Here’s a group of questions and answers that David Smith of Revolution Analytics was kind enough to answer post the launch of the new R Package which integrates Hadoop and R- RevoScaleR
Ajay- How does RevoScaleR work from a technical viewpoint in terms of Hadoop integration?
David-The point isn’t that there’s a deep technical integration between Revolution R and Hadoop, rather that we see them as complementary (not competing) technologies. Hadoop is amazing at reliably (if slowly) processing huge volumes of distributed data; the RevoScaleR package complements Hadoop by providing statistical algorithms to analyze the data processed by Hadoop. The analogy I use is to compare a freight train with a race car: use Hadoop to slog through a distributed data set and use Map/Reduce to output an aggregated, rectangular data file; then use RevoScaleR to perform statistical analysis on the processed data (and use the speed of RevolScaleR to iterate through many model options to find the best one).

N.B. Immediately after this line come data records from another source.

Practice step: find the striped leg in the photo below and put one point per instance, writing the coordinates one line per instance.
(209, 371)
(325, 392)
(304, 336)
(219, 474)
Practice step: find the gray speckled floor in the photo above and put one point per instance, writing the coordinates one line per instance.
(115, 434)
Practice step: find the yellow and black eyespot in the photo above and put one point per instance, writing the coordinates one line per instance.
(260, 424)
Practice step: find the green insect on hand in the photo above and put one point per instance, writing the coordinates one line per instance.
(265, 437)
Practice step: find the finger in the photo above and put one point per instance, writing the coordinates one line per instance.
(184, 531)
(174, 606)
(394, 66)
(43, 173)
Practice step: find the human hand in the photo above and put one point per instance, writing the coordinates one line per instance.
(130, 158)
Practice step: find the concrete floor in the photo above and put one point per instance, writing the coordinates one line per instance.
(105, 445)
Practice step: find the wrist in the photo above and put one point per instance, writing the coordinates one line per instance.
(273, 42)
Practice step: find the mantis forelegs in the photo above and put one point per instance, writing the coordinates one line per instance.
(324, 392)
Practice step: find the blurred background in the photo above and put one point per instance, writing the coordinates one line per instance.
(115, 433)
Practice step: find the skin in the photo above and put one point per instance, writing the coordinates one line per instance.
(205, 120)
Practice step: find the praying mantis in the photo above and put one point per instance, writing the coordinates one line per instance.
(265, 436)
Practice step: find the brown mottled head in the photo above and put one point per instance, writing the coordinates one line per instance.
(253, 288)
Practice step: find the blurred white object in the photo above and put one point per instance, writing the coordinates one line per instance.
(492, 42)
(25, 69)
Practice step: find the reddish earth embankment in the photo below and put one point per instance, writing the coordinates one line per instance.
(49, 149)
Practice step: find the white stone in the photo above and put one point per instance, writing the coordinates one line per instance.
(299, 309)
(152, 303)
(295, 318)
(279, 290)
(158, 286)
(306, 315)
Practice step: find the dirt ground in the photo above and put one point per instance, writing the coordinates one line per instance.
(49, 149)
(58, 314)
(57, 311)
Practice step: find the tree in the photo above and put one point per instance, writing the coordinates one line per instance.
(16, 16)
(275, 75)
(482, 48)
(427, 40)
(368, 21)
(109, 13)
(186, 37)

Ajay- How is it different from MapReduce and R Hipe– existing R Hadoop packages?
They’re complementary. In fact, we’ll be publishing a white paper soon by Saptarshi Guha, author of the Rhipe R/Hadoop integration, showing how he uses Hadoop to process vast volumes of packet-level VOIP data to identify call time/duration from the packets, and then do a regression on the table of calls using RevoScaleR. There’s a little more detail in this blog post: http://blog.revolutionanalytics.com/2010/08/announcing-big-data-for-revolution-r.html
Ajay- Is it going to be proprietary, free or licensable (open source)?
RevoScaleR is a proprietary package, available to paid subscribers (or free to academics) with Revolution R Enterprise. (If you haven’t seen it, you might be interested in this Q&A I did with Matt Shotwell: http://biostatmatt.com/archives/533
Ajay- Any existing client case studies for Terabyte level analysis using R.
David- The VOIP example above gets close, but most of the case studies we’ve seen in beta testing have been in the 10’s to 100’s of Gb range. We’ve tested RevoScaleR on larger data sets internally, but we’re eager to hear about real-life use cases in the terabyte range.
Ajay- How can I use RevoScaleR on my dual chip Win Intel laptop for say 5 gb of data.
One of the great things about RevoScaleR is that it’s designed to work on commodity hardware like a dual-core laptop. You won’t be constrained by the limited RAM available, and the parallel processing algorithms will make use of all cores available to speed up the analysis even further. There’s an example in this white paper (http://info.revolutionanalytics.com/bigdata.html
) of doing linear regression on 13Gb of data on a simple dual-core laptop in less than 5 seconds.
AJ-Thanks to David Smith, for this fast response and wishing him, Saptarshi Guha Dr Norman Nie and the rest of guys at Revolution Analytics a congratulations for this new product launch.